Au moment de publier, l’Alliance des maisons de soins palliatifs du Québec n’avait pas encore réagi à cette disposition du projet de loi 11. Plus de la moitié des maisons membres de ce regroupement offrent déjà l’aide médicale à mourir.
Consultations
Après le dépôt à l’Assemblée nationale du projet de loi 11, le leader de l’opposition officielle, le député Moncef Derraji, a demandé «la tenue de consultations particulières élargies».
«C’est un projet de loi qui touche des enjeux sensibles. Alors, nous demandons au gouvernement d’avoir une plus grande ouverture, surtout laisser la place à ceux qui veulent se faire entendre en commission», a déclaré le député libéral.
La ministre Bélanger l’a rapidement rassuré. «Depuis le début du processus, je souhaite que cette démarche se fasse dans un esprit transpartisan et dans l’ouverture. Nous aurons l’occasion de discuter des changements proposés lors de la commission parlementaire», a-t-elle déclaré.
Réactions
L’Association québécoise pour le droit de mourir dans la dignité (AQDMD) se dit «très satisfaite» devant les dispositions du projet de loi qui vont permettre «aux personnes touchées par une maladie cognitive menant à l’inaptitude, telle l’Alzheimer, de bénéficier des demandes anticipées».
«C’est un progrès pour les droits des patients», estime l’AQDMD. «Ce changement leur offrira une fin de vie dans l’apaisement », ajoute le docteur Georges L’Esperance, le président de cette association.
«Nous sommes convaincus que ces modifications répondent à un besoin exprimé de la population du Québec», indique, de son côté, la Commission sur les soins de fin de vie, un organisme indépendant dont le mandat est d’examiner toute question concernant les soins de fin de vie et de surveiller l’application des exigences particulières relatives à l’aide médicale à mourir.
Toutefois, avertit son président, le docteur Michel Bureau, l’aide médicale à mourir «ne doit jamais être un soin offert par défaut, en raison d’un manque de soins et de services adaptés aux besoins de la personne, et ce, peu importe la région, l’établissement ou la pathologie».

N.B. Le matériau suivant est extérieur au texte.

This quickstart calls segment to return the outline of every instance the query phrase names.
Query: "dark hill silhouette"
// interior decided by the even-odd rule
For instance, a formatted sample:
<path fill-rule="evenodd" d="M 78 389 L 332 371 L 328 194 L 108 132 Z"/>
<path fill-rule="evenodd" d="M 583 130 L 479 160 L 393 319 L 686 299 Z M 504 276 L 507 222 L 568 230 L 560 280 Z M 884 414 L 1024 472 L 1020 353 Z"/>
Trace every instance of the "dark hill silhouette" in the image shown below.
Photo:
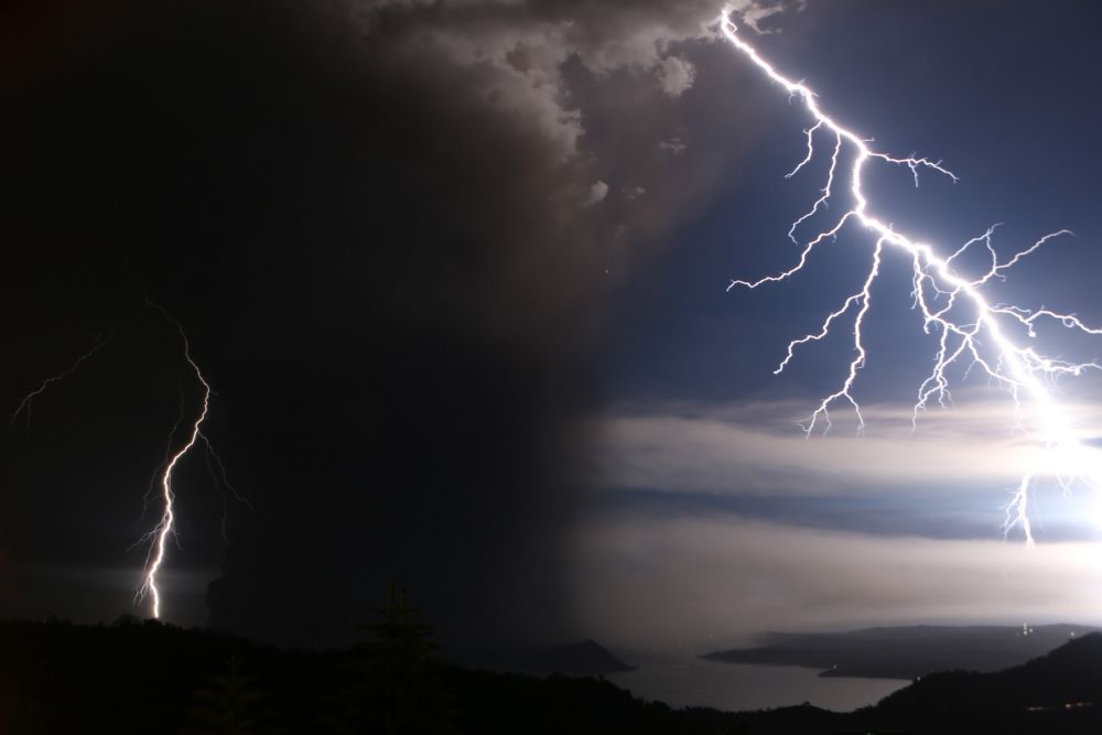
<path fill-rule="evenodd" d="M 111 626 L 0 623 L 0 733 L 180 733 L 194 721 L 188 717 L 196 703 L 209 704 L 213 694 L 234 687 L 241 690 L 239 699 L 261 698 L 273 731 L 345 732 L 339 723 L 349 695 L 370 694 L 374 687 L 374 679 L 364 678 L 363 656 L 361 650 L 285 651 L 133 619 Z M 387 670 L 388 660 L 379 660 Z M 599 679 L 443 663 L 432 681 L 450 732 L 471 735 L 1102 733 L 1102 635 L 1094 634 L 1005 671 L 922 677 L 877 705 L 847 714 L 809 705 L 744 713 L 673 710 Z"/>
<path fill-rule="evenodd" d="M 549 648 L 523 663 L 531 671 L 583 675 L 635 670 L 634 666 L 624 663 L 592 639 Z"/>
<path fill-rule="evenodd" d="M 706 653 L 736 663 L 802 666 L 824 677 L 908 679 L 934 671 L 1001 671 L 1047 653 L 1076 635 L 1077 625 L 884 627 L 825 634 L 765 634 L 761 645 Z"/>

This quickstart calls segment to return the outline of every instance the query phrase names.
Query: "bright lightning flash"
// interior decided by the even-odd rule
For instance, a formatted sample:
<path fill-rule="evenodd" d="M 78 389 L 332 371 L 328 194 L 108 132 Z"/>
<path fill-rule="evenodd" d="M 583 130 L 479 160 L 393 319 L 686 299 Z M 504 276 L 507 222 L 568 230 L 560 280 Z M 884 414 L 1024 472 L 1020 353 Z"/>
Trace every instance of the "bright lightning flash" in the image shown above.
<path fill-rule="evenodd" d="M 192 345 L 187 339 L 187 333 L 184 332 L 184 326 L 173 318 L 169 312 L 162 309 L 160 305 L 145 300 L 151 307 L 161 312 L 165 320 L 176 327 L 180 332 L 180 338 L 184 343 L 184 358 L 187 360 L 187 365 L 191 367 L 192 371 L 195 374 L 196 380 L 203 387 L 203 404 L 192 423 L 191 432 L 187 436 L 187 442 L 176 450 L 174 453 L 170 451 L 168 461 L 163 465 L 163 471 L 160 477 L 160 494 L 161 499 L 164 502 L 164 509 L 161 512 L 161 518 L 153 527 L 153 530 L 147 534 L 145 538 L 152 539 L 150 544 L 149 554 L 145 558 L 145 570 L 142 575 L 142 584 L 138 590 L 138 599 L 142 599 L 149 594 L 152 597 L 153 617 L 161 617 L 161 588 L 158 586 L 158 572 L 161 571 L 161 566 L 164 564 L 164 559 L 166 554 L 166 547 L 169 537 L 175 538 L 175 494 L 172 489 L 172 473 L 175 471 L 176 465 L 183 460 L 188 452 L 199 442 L 203 441 L 209 447 L 209 441 L 203 434 L 203 423 L 206 421 L 207 413 L 210 409 L 210 396 L 214 392 L 210 389 L 210 383 L 207 382 L 206 377 L 203 375 L 203 370 L 199 369 L 198 364 L 195 358 L 192 357 Z M 222 461 L 218 461 L 219 466 Z M 225 474 L 225 469 L 223 469 Z"/>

Plus tôt ce matin, la Commission sur les soins de fin de vie annonçait qu’elle va entreprendre une consultation afin de comprendre pourquoi 7% des décès au Québec sont liés à l’aide médicale à mourir. «Pourquoi ne pas attendre les résultats avant de songer à une nouvelle expansion de l’accès à l’aide médicale à mourir au Québec?», demande Jasmin Lemieux-Lefebvre, le coordonnateur du réseau Vivre dans la Dignité
Il estime aussi qu’en élargissant l’accessibilité de l’aide médicale à mourir aux personnes devenues inaptes, le projet de loi fait fausse route. «Même avec des balises et des demandes anticipées, nous ne devrions jamais demander à des équipes soignantes de donner la mort à des personnes, souvent heureuses, qui ne comprendront pas le geste que l’on s’apprête à poser sur elles.»
«Il y a tant à faire pour améliorer les soins envers les personnes vivant à des stades avancés de maladies neurodégénératives», réagit-il.
«L’accès à l’aide médicale à mourir n’est pas un problème au Québec», ajoute Jasmin Lemieux-Lefebvre. «L’accès à des soins palliatifs de qualité dans le milieu de vie de son choix est par contre un problème important à résoudre collectivement.»